On occasion, laws created by a state's different governing bodies will overlap and cause mass confusion. Deciphering the law in these bizarre occasions can be like battle between an immovable object and unstoppable force. Neither governing body has true power over the other, as a result the interpretation is in the hands of the courts What follows usually follows is a shift in the interpretation of the law in different jurisdictions over time. One such lawsuit is the 4 year battle that is the case of Eric M. BERMAN, P.C., Lacy Katzen, LLP v. CITY OF NEW YORK, et al.

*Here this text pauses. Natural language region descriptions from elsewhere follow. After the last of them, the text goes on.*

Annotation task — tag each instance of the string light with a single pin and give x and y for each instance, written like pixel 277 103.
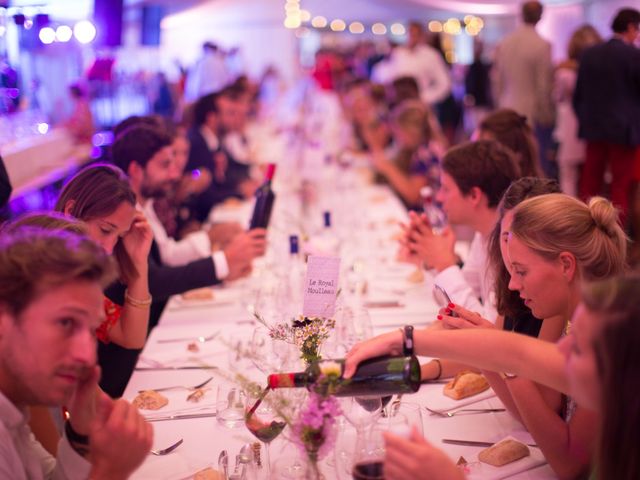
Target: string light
pixel 378 29
pixel 398 29
pixel 356 28
pixel 319 22
pixel 337 25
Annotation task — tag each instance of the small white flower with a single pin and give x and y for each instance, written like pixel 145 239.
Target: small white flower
pixel 329 368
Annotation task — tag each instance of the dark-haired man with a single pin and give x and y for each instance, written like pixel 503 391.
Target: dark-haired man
pixel 474 177
pixel 523 80
pixel 607 103
pixel 51 303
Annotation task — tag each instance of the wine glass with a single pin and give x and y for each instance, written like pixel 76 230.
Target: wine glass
pixel 361 412
pixel 368 459
pixel 263 421
pixel 267 354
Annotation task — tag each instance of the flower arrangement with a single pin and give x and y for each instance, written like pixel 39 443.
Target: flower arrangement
pixel 306 333
pixel 315 428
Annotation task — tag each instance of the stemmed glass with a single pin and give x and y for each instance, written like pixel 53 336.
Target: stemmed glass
pixel 263 421
pixel 267 354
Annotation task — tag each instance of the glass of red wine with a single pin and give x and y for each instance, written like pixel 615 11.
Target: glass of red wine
pixel 368 459
pixel 264 422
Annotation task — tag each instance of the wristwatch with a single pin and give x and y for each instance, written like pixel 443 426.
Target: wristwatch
pixel 407 340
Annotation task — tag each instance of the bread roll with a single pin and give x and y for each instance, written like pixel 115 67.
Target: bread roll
pixel 208 474
pixel 503 452
pixel 465 384
pixel 150 400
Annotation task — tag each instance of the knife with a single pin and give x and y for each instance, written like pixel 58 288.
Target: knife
pixel 193 367
pixel 473 443
pixel 183 416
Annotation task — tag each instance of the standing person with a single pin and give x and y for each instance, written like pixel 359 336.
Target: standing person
pixel 607 104
pixel 523 78
pixel 571 150
pixel 208 75
pixel 473 178
pixel 50 305
pixel 424 63
pixel 478 99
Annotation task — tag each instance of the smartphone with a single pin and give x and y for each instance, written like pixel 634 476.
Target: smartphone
pixel 442 297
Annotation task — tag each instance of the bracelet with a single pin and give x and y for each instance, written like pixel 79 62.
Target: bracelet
pixel 407 340
pixel 134 302
pixel 80 443
pixel 437 377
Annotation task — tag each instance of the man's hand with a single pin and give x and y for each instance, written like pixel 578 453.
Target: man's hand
pixel 223 233
pixel 119 440
pixel 137 242
pixel 242 250
pixel 436 251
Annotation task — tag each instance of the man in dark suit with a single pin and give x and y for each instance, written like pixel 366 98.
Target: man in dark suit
pixel 145 154
pixel 607 104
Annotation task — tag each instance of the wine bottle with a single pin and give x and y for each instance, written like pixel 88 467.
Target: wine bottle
pixel 437 218
pixel 378 376
pixel 264 201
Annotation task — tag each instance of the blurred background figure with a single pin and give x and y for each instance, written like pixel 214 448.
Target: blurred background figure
pixel 523 75
pixel 571 150
pixel 80 123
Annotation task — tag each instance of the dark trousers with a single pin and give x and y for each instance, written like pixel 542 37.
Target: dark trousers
pixel 621 159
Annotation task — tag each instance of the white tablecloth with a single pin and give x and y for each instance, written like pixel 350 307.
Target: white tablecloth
pixel 204 438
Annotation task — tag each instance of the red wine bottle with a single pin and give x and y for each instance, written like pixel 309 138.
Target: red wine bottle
pixel 264 201
pixel 377 376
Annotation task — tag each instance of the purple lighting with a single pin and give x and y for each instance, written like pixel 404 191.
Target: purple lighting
pixel 84 31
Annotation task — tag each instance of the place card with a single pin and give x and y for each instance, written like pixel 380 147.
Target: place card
pixel 321 286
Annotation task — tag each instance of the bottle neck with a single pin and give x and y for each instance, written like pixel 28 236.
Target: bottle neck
pixel 287 380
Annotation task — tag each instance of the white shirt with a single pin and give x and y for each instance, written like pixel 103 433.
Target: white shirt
pixel 472 285
pixel 179 252
pixel 208 75
pixel 426 65
pixel 22 457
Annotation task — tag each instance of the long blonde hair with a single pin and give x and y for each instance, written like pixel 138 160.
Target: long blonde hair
pixel 555 223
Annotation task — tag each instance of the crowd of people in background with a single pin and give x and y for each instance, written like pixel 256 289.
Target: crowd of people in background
pixel 134 229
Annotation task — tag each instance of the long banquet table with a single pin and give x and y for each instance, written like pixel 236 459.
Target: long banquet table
pixel 228 313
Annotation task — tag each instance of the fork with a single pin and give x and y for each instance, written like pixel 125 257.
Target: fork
pixel 468 410
pixel 200 338
pixel 195 387
pixel 167 450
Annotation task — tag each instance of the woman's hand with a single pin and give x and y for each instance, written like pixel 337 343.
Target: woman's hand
pixel 386 344
pixel 417 459
pixel 464 319
pixel 137 241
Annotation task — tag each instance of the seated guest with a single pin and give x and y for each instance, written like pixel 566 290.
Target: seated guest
pixel 146 155
pixel 551 244
pixel 50 305
pixel 413 163
pixel 108 183
pixel 473 178
pixel 512 130
pixel 208 156
pixel 513 314
pixel 113 223
pixel 596 363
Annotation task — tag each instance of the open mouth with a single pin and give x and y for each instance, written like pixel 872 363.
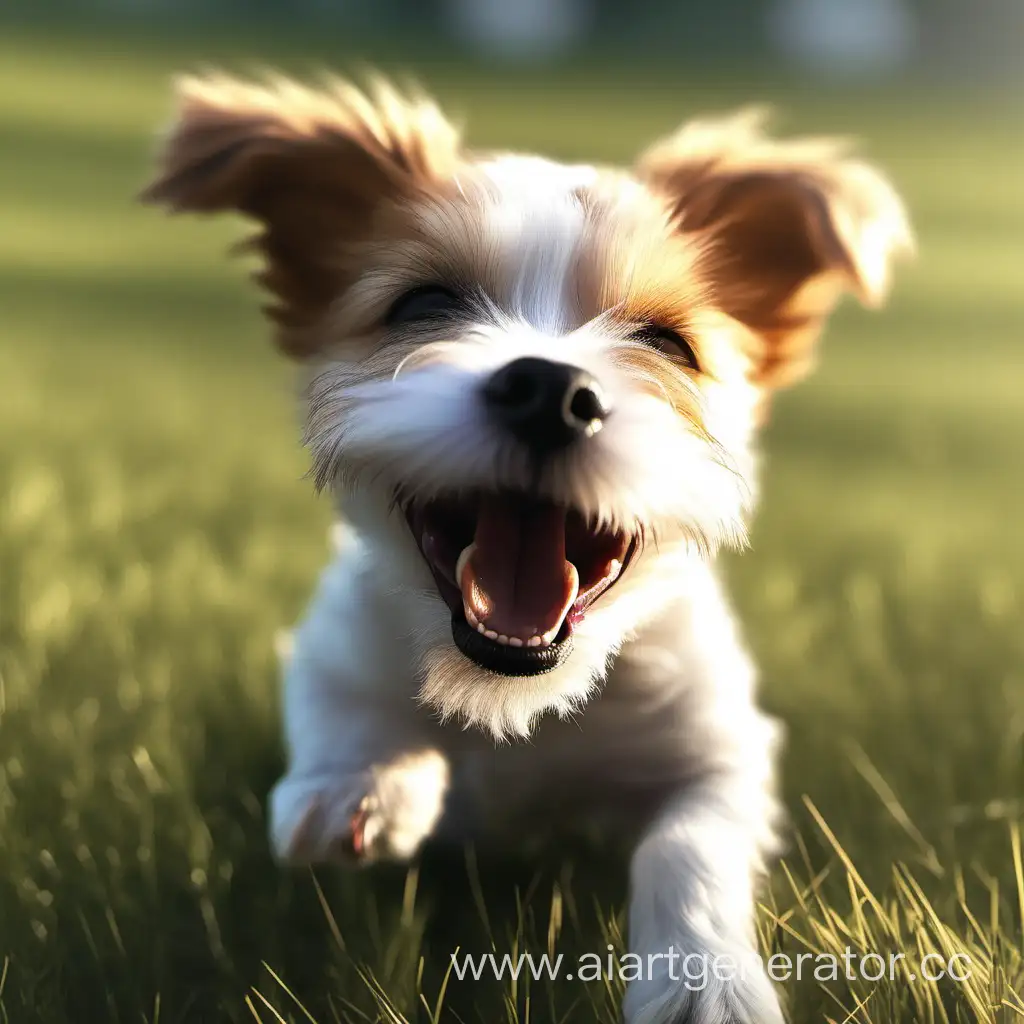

This lawsuit has been a war waged over the overlap of Local Law 15 and Sections 53 and 90 of the New York Judiciary Law. Local law 15 of New York City requires debt buyers and collection attorneys to obtain collection licences from the Department of Consumer Affairs (DCA) and adhere to New York City rules and regulations. Sections 53 and 90 of the New York State Judiciary lay out the the standards for regulating attorneys and the rules that they must follow.

The chief argument of the case made by Eric Berman’s team has been that attorneys are already held to a higher standard of scrutiny under the state judiciary and that to force them to adhere to the additional regulations of Local Law 15 was unnecessary, excessive and unconstitutional. The case argued that the law created dual regulation of attorneys. In the initial trial judge Eric Vitaliano agreed stating “It is simply not within the DCA’s power to license attorneys or regulate their professional conduct,”

However, Judge Vitaliano’s ruling was just the beginning. After his ruling came in favor of New York attorneys, the case was brought into the Second Circuit Court of appeals in 2014. The continued hearings in the court of appeals partially agreed with Judge Vitaliano’s original judgment stating that the Department of Consumer Affairs has no right to regulate over the conduct of attorneys. However, they went on to say that the conduct being regulated under Local law 15 is not considered to be regulating attorneys who are acting as legal agents of debt collectors, but rather those who are collecting on debts themselves and as such should be held to the same standards as all debt collectors. Furthermore the appellate panel of judges ruled that the case be heard by the New York State Court of Appeals to have two questions answered:

  1. Does Local Law 15, insofar as it regulates attorney conduct, constitute an unlawful encroachment on the State’s authority to regulate attorneys, and is there a conflict between Local Law 15 and Sections 53 and 90 of the New York Judiciary Law?

  2. If Local Law 15’s regulation of attorney conduct is not preempted, does Local Law 15, as applied to attorneys, violate Section 2203(c) of the New York City Charter?

Proceedings on this case have continued through 2015 as the New York State Court of Appeals handed down their answers to the Circuit Court’s questions. With regard to the first question the court stated that Local Law 15 is not preemptive of the State's’ power to regulate attorneys, as the rule has no effect on attorney’s ability to practice law, it only affects them in their capacity to act as debt collection entities.

In regards to the second question, the court declined to answer and ruled that the Second circuit court of appeals answer with their opinion. This past June, the Second Circuit court came to their consensus and vacated the original ruling of the case and sent the case back to the District Court.

As of now, it seems further rulings are likely to go in favor of the City of New York. However, when it comes to cases with conflicts such as these, nothing is certain.